# Build a Geodesic Dome next weekend



## Domeguy (Sep 9, 2011)

Want to Have a little fun next weekend! Here's how i built my first (and only) geodesic dome. Used it to cover & keep leaves out of an ornamental pond in the fall. IMine is about 16' diameter and 7 ' tall, make yours whatever size you want.

First, get the formulas for the legs here: Construct a Dome

I built mine out of 3/4" electrical conduit cut a little long, the ends hammered flat. Drill at the ends using the dimensions between the holes for the 'A' & 'B' legs. THen just bolt it all together. It will be flimsy until you put in the last couple of bolts, then it will be suprisingly strong! Cover it with whatever to make it a useful structure, plastic wrap, chicken wire, netting, etc.

When i find the pics of mine, i'll post the here. Let us know what you use yours for!

Have fun!!
Domeguy


----------



## Domeguy (Sep 9, 2011)

Anybody gonna build one?


----------



## TheAnt (Jun 7, 2011)

Id like to see what you built. How much does it weigh? How sturdy is it? Could you climb on it without it crushing? Sounds cool!


----------



## lhalfcent (Mar 11, 2010)

Domeguy said:


> Anybody gonna build one?


I am drawing up plans for one now! once i finish moving this coming week i am set to build my dome for a winter greenhouse. so excited!
to add: i have also decided to make a raised floor with planks. what I am going to do is make the foundation out of what ever i can find, but then lay planks but under the planks i will put wood chips and compost. hopefully that will create some natural heat as I live in Minnesota so it gets pretty cold. But also going to get some more 5 gallon jugs and paint them black, fill with water and hopefully i should be able to keep the temp pretty stable using solar heating from above and the composting underneath.
then by next spring i should have some nice dirt to add to my gardening.
any thoughts?


----------



## TheAnt (Jun 7, 2011)

I am interested in information from folks that have actually used dome technology to build something... even a cover for your winter garden or whatever.
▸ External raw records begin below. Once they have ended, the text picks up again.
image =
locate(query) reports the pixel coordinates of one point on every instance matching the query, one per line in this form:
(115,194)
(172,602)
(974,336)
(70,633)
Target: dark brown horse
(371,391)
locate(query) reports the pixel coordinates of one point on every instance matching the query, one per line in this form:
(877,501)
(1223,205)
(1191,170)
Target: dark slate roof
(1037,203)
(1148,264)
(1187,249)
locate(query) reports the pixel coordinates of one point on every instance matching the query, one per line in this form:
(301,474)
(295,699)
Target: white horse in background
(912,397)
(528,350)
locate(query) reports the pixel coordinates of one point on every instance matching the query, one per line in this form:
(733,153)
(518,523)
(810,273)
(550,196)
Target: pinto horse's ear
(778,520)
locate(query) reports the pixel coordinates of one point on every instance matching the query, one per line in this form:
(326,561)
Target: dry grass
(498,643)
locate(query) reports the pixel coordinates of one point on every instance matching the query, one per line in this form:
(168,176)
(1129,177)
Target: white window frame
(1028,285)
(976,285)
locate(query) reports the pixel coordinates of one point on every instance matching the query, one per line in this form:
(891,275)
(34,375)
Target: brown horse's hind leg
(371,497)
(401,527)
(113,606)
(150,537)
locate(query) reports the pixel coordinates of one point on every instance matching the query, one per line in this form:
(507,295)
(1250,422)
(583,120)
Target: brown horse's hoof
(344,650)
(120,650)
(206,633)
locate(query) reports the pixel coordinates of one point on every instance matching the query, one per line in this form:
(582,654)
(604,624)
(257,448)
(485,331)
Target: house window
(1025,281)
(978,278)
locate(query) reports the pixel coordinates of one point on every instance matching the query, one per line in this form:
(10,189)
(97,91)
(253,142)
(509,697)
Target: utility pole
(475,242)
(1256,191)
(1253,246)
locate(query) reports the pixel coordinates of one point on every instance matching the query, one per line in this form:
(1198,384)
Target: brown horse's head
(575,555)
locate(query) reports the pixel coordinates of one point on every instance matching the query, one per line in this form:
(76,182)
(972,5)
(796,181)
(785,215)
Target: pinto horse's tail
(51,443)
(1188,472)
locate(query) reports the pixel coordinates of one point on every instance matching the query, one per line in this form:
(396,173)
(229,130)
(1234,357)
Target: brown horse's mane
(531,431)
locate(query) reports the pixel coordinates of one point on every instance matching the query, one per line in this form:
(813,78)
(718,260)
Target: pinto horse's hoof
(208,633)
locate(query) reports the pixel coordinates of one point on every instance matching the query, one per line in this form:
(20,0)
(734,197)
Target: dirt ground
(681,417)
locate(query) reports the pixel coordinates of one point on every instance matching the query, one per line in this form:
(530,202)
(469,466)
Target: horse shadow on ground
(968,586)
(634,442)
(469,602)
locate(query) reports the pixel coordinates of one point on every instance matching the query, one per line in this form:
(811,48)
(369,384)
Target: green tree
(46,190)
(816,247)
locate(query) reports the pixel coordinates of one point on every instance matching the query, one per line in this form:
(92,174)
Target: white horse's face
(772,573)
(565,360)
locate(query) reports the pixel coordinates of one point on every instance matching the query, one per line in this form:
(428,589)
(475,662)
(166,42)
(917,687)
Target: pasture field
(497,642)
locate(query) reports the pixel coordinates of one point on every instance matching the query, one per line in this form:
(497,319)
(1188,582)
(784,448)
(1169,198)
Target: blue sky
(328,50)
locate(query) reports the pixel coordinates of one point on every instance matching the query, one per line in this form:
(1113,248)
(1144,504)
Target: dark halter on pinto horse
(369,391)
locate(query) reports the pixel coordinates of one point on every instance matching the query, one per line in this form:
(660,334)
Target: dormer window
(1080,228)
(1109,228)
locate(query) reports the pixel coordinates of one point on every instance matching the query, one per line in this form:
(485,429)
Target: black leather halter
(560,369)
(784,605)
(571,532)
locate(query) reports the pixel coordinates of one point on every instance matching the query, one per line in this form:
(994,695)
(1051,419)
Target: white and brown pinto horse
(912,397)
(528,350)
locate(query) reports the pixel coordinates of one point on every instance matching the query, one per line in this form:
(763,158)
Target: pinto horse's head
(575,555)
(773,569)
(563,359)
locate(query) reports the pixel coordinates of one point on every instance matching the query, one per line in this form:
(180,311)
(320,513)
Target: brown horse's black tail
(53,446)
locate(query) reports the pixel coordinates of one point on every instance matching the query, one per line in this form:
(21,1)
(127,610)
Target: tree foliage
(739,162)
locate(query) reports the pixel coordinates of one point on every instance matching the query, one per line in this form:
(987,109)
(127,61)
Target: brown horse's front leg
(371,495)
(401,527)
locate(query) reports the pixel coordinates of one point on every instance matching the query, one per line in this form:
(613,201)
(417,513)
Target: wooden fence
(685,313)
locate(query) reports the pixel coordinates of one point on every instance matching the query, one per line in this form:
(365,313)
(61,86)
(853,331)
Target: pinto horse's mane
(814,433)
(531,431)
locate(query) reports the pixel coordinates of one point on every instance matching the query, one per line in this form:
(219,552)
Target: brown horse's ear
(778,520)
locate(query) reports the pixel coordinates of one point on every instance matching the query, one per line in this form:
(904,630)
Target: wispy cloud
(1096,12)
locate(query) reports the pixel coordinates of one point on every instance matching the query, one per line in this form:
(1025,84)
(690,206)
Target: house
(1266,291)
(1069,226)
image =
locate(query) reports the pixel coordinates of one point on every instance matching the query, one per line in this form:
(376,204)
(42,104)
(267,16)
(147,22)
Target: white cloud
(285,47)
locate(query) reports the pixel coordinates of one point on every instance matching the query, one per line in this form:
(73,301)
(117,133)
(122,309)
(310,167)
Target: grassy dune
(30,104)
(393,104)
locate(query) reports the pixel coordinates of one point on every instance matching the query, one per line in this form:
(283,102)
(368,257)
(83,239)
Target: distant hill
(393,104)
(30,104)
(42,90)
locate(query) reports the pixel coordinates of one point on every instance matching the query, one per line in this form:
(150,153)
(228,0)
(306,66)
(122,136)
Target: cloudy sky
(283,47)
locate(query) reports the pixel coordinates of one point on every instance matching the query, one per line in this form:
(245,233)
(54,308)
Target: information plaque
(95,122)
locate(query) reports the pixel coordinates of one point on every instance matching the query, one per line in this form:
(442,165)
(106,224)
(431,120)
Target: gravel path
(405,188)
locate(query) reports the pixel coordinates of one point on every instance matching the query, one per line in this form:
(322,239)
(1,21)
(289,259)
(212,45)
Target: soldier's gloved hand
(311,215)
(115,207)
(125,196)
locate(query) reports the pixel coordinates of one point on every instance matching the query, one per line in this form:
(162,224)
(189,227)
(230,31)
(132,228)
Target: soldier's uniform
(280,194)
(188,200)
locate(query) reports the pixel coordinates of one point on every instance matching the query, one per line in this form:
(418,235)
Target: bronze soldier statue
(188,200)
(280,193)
I first found this site while looking for construction information for subterranean housing. I wish there were more posts (especially for underground stuff). It would be interesting if there was a tried and proven solution that was in a "kit" form for building domes for burial. Maybe there are. Anyone?


----------



## JustCliff (May 21, 2011)

This is a good link for domes. I have been thinking about it for a while. I may end up doing something this winter.

Desert Domes - Home


----------



## talob (Sep 16, 2009)

Here is the dome I built.


----------



## oldasrocks (Jun 30, 2012)

I built a Dyna Dome in 1976 for a house and loved it. Lost it in a divorce in 92 Anyone in Pheonix remember the Dyna Dome company?. The had a neat connector kit that worked well.


----------



## DKRinAK (Nov 21, 2011)

*Dome fun*

Built one of these a couple of years back. Vinyl coated and locking nuts on every screw.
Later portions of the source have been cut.